Sixteen men of the Maltese company at Palermo were attached to Lord William Bentinck’s Tuscany expedition, and served at Leghorn, Pisa, and Lucca from February to April. In the latter month the company of Maltese sappers at Tarragona was increased to forty-nine men. In May, it landed at Genoa, and changed its quarters to Palermo in June, where both detachments were incorporated into a company of 110 strong. In November seven men of the Maltese sappers were detached to Corfu.
The third company, third battalion, in Canada retained its head-quarters at Kingston; but throughout the campaign was much dispersed on various important duties to York, Point Kerry, Fort Niagara, Snake Island, Montreal, Ganonoque, Fort Wellington, Prescott, and Bridge Island. Parties are also traced at the attack and burning of Oswego under Lieutenant Gossett, and at the assault of Fort Erie under Lieutenant Phillpotts. In the latter service they received the acknowledgments of Lieutenant-General Drummond for their ability and exertions.
A second company—fourth of the fourth battalion—embarked for service in Canada in April, and disembarked at Quebec from the ‘Belfield’ transport in June. In August the company was attached to the expedition under Sir George Prevost, and was present at the attack on Plattsburg, where they constructed sand-bag batteries, temporary bridges of felled trees, and planted the ladders against the walls for the storm. Subsequently to the assault, the company removed to Lacolle, and, after fortifying Ash Island, wintered at Prescott. During the campaign parties were detached to Montreal, Cascade-Montmorenci, Isle-aux-Noix, Turkey Point, and Burtonville.

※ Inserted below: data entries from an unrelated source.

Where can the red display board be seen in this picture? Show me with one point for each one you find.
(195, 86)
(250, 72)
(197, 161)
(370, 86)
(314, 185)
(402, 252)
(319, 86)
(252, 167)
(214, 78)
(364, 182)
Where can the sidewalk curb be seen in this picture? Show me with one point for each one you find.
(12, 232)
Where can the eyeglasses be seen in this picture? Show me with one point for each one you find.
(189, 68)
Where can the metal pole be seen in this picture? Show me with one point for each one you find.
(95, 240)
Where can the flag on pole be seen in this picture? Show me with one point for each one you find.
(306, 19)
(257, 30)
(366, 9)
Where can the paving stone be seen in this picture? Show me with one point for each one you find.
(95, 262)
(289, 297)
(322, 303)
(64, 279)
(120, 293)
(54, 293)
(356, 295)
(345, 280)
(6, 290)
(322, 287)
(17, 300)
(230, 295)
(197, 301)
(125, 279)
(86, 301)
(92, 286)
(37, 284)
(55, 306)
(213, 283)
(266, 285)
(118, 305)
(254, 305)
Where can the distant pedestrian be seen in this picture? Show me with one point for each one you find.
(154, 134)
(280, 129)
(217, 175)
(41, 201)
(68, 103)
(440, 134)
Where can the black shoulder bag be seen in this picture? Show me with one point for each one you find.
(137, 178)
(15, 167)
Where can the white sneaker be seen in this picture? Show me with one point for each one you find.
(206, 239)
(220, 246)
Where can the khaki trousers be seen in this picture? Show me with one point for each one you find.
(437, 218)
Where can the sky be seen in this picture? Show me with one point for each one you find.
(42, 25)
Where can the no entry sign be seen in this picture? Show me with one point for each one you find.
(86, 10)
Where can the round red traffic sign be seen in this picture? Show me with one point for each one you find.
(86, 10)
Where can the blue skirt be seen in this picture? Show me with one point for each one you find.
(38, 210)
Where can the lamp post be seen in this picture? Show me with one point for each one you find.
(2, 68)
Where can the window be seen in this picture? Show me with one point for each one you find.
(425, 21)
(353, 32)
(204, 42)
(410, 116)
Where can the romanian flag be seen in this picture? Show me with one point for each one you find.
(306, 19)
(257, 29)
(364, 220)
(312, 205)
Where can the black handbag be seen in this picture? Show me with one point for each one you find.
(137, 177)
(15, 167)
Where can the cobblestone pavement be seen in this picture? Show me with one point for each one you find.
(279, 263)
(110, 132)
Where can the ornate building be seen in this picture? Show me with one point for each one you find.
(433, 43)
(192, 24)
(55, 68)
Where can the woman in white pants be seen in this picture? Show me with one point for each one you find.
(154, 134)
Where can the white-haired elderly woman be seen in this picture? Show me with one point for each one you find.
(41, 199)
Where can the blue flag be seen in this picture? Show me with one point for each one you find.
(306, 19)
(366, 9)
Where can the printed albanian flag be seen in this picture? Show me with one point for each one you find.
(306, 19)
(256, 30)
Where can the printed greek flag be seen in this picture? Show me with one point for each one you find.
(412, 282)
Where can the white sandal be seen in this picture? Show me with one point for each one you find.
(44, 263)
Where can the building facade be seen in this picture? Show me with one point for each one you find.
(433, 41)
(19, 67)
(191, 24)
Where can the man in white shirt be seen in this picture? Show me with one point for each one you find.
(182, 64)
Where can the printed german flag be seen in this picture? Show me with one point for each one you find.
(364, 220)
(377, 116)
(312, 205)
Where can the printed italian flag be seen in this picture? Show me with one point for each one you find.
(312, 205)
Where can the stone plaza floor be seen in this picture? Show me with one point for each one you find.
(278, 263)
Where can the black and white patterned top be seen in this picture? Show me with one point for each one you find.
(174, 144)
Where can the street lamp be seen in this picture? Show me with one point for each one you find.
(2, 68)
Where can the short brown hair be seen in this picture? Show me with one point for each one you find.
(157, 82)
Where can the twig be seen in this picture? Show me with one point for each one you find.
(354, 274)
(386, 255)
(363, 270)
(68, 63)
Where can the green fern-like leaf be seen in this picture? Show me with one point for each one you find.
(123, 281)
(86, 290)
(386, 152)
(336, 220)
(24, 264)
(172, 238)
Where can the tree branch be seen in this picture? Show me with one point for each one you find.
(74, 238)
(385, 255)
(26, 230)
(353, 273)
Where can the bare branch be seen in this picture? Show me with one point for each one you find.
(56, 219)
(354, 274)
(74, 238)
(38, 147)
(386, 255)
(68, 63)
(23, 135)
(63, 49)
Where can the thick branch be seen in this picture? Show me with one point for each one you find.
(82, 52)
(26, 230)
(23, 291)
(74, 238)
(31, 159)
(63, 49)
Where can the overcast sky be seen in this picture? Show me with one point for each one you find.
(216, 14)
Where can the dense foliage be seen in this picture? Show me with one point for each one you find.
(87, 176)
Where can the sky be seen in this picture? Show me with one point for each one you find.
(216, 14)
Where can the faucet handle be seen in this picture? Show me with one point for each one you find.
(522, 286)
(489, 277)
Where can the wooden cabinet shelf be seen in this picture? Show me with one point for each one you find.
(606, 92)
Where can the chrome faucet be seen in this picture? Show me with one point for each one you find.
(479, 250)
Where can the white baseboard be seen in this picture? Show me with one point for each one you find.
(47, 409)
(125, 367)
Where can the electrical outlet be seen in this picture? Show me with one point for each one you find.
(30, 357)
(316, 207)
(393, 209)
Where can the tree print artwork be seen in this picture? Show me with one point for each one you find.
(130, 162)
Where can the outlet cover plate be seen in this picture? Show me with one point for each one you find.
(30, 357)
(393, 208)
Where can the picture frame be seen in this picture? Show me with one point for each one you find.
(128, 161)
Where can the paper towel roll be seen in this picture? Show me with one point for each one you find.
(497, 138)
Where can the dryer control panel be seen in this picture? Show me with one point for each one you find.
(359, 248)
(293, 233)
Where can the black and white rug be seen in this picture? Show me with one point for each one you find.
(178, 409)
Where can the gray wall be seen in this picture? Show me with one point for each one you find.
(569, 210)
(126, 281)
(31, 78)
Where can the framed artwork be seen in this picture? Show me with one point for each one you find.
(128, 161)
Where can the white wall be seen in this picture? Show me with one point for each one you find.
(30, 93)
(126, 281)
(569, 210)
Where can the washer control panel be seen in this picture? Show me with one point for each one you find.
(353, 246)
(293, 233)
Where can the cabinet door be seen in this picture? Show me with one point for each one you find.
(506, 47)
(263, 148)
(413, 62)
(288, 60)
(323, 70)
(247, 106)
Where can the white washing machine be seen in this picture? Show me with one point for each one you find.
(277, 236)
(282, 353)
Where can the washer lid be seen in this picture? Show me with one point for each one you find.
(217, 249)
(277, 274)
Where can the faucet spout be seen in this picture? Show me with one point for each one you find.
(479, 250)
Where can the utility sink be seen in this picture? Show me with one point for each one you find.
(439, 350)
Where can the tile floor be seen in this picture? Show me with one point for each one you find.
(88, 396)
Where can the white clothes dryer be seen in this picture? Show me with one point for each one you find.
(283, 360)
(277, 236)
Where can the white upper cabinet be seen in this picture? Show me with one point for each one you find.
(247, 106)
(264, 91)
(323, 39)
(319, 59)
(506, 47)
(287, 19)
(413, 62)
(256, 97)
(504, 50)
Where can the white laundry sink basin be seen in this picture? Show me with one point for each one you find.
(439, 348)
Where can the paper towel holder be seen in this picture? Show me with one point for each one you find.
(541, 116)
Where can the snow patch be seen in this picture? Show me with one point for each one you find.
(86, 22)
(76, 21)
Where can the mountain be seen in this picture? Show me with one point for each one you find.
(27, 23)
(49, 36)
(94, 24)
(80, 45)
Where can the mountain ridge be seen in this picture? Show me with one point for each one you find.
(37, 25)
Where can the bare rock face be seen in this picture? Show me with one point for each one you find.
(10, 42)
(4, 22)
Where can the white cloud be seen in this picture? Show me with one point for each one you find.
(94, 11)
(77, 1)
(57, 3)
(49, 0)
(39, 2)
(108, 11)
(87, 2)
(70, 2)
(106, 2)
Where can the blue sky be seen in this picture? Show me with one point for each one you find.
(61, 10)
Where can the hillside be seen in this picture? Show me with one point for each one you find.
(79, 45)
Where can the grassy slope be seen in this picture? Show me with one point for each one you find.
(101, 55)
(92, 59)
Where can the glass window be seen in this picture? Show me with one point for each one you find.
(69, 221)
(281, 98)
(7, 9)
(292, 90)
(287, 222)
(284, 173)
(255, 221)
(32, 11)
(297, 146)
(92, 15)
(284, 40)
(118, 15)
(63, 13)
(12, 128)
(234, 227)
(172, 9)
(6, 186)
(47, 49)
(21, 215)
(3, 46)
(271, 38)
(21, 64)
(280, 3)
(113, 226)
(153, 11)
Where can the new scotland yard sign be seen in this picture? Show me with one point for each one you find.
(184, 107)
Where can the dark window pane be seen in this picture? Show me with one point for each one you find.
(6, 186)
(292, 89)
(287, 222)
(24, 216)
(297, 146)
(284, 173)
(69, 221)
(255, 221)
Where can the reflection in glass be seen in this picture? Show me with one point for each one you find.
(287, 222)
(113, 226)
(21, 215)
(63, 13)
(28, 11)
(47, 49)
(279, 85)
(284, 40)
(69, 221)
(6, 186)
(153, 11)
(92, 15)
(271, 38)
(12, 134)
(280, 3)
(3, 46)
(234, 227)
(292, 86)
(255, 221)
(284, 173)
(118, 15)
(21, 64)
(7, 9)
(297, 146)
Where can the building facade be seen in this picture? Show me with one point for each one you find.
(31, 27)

Captain Blanshard’s company-second of the fourth battalion—which sailed from Bayonne on the 27th May, was transhipped in July from the ‘Thames’ frigate to the ‘Golden Fleece’ transport, and landed at Benedict in the Patuxent on the 19th August. Marching with the troops, the company of sixty-two strong was present in the action at Bladensburg on the 24th, and had three men taken prisoners, two of whom were wounded. At Washington the company was employed in burning the Senate-house,[[215]] President’s palace, War-Office, and other public edifices and establishments. Fully expecting that the British would fall, as at Saratoga, a prize to the republic, the President, in the extravagance of his anticipations, had prepared a sumptuous repast to entertain the chiefs of the captive British staff; but so singular are the chances of war, it fell to the lot of the sappers instead of the staff to do justice to the President’s hospitality. Afterwards the company was present in the action near Baltimore and at the attack of New Orleans. In the latter they were joined by the seventh company, first battalion, with Sub-Lieutenant Calder under Captain A. Emmett, who disembarked from the ‘Bedford’ and ‘Maria’ transports. Both companies were of great service during the operations and at the assault. The casualties were one missing and four wounded—one mortally.
A party of one colour-sergeant and six men under Captain Nicolls, from Halifax, Nova Scotia, was attached to the expedition under Sir John Sherbrooke, and served, in August and September, at the capture of Moose Island, Castine, and Belfast, in the State of Maine.